Friday afternoon the chairman of the House Foreign Affairs Committee, Congressman Howard L. Berman (D-CA), released a statement that was paraphrased in the Prensa Grafica on Saturday morning, in which he said “Sunday’s election belongs to the people of El Salvador. As Chairman of the House Committee on Foreign Affairs, I am confident that neither TPS nor the right to receive remittances from family in the United States will be affected by the outcome of the election, despite what some of my colleagues in Congress have said.”

Also, Friday afternoon the Assistant Secretary of State for Western Hemisphere AffairsThomas Shannon stated in a press briefing: “We are committed to free and fair elections in El Salvador. And we've also made it very clear that we will work with whomever the Salvadoran people elect.” Shannon’s statements were published on the Prensa Grafica’s website Friday afternoon and referenced in an article Saturday morning. They were also covered in the evening news on Friday on various TV channels.   

Both SisterCities and CISPES, thanks to the amazing fundraising effort by our bases and technical and press support from volunteers, have been able to put part of the State Department statement in the Salvadoran press.

Great work to everyone who has been involved in this effort.  Not only were the statements made, but it seems they are getting fairly good coverage in Salvadoran press.

Official State Department Statement

US Government Position Regarding El Salvador’s Presidential Election

The Government of the United States reiterates its official position that it does not support either candidate in the upcoming presidential election in El Salvador on Sunday, March 15.  The Embassy of the United States in El Salvador has stated this position publicly and repeatedly.

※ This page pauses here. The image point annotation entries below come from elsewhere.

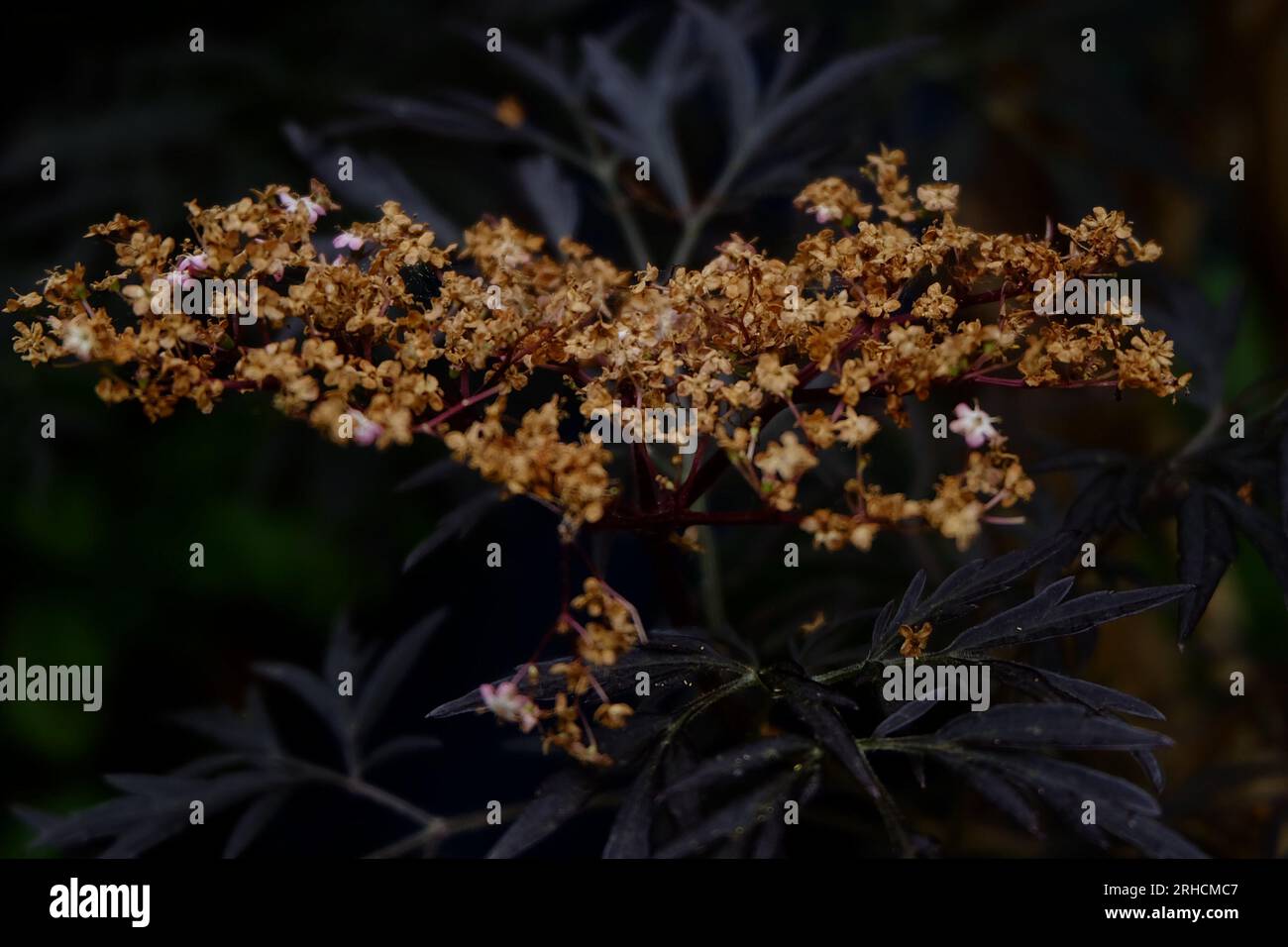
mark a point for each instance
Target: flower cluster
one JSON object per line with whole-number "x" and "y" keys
{"x": 394, "y": 337}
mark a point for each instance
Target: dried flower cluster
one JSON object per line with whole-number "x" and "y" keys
{"x": 394, "y": 337}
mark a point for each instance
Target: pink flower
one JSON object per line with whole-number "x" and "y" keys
{"x": 507, "y": 703}
{"x": 312, "y": 206}
{"x": 974, "y": 424}
{"x": 366, "y": 432}
{"x": 346, "y": 240}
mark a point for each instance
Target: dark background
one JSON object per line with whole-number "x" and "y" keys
{"x": 97, "y": 523}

The separation of powers and freedoms in the
United States allows the debate in which members of the U.S. Legislature have expressed their opinions, which do not necessarily reflect the official position of the United States

The U.S. Embassy will field an observation team on Sunday to monitor the elections which we expect will be free and fair.

The U.S. Government will respect the will of the Salvadoran people and will seek to work constructively with whoever wins that election.

Coverage of Robert Blau’s Statements in La Prensa Grafica

Escrito por Amílcar Mejía/Loida Martínez
Viernes, 13 marzo 2009 00:00

El Gobierno de Estados Unidos respetará los resultados de las elecciones del próximo domingo en el país y trabajará con el presidente que surja de ese proceso, aseguró ayer Robert Blau, encargado de negocios de la embajada en El Salvador.

“Hay un compromiso para buscar una buena relación con el nuevo Gobierno de El Salvador, gane quien gane la elección”, dijo Blau.

Las declaraciones del más alto funcionario de la embajada se producen luego de que el congresista republicano Dana Rohrabacher propuso la restricción del envío de remesas y la revisión del TPS para los salvadoreños si el FMLN triunfa en las elecciones de este domingo.

Sobre el TPS, Blau afirmó que el partido que gobierne el país “no es el criterio principal” para cualquier decisión sobre la continuidad o suspensión de ese beneficio: “El factor principal es el factor humanitario”.

Para ello puso como ejemplo el caso de Nicaragua, gobernada desde hace dos años por el presidente izquierdista Daniel Ortega: “El Gobierno de Nicaragua no tiene las mejores relaciones con mi Gobierno, pero le aprobamos el TPS”.

Respecto a la restricción del envío de remesas, Blau dijo que se trata de una relación estrictamente familiar: “No entiendo cómo puede suceder eso. La cuestión de las remesas es una decisión de los que mandan (el dinero) y quienes reciben”.

Sin embargo, el gobierno de los Estados Unidos sí ha tomado medidas en contra del gobierno de Nicaragua tras las elecciones realizadas el pasado noviembre, de la cual la oposición ha denunciado fraude y a la fecha no se ha aclarado los resultados del proceso.

Estados Unidos restringió ayudas como los fondos de la Cuenta del Milenio para Nicaragua. Europa también tomó medidas.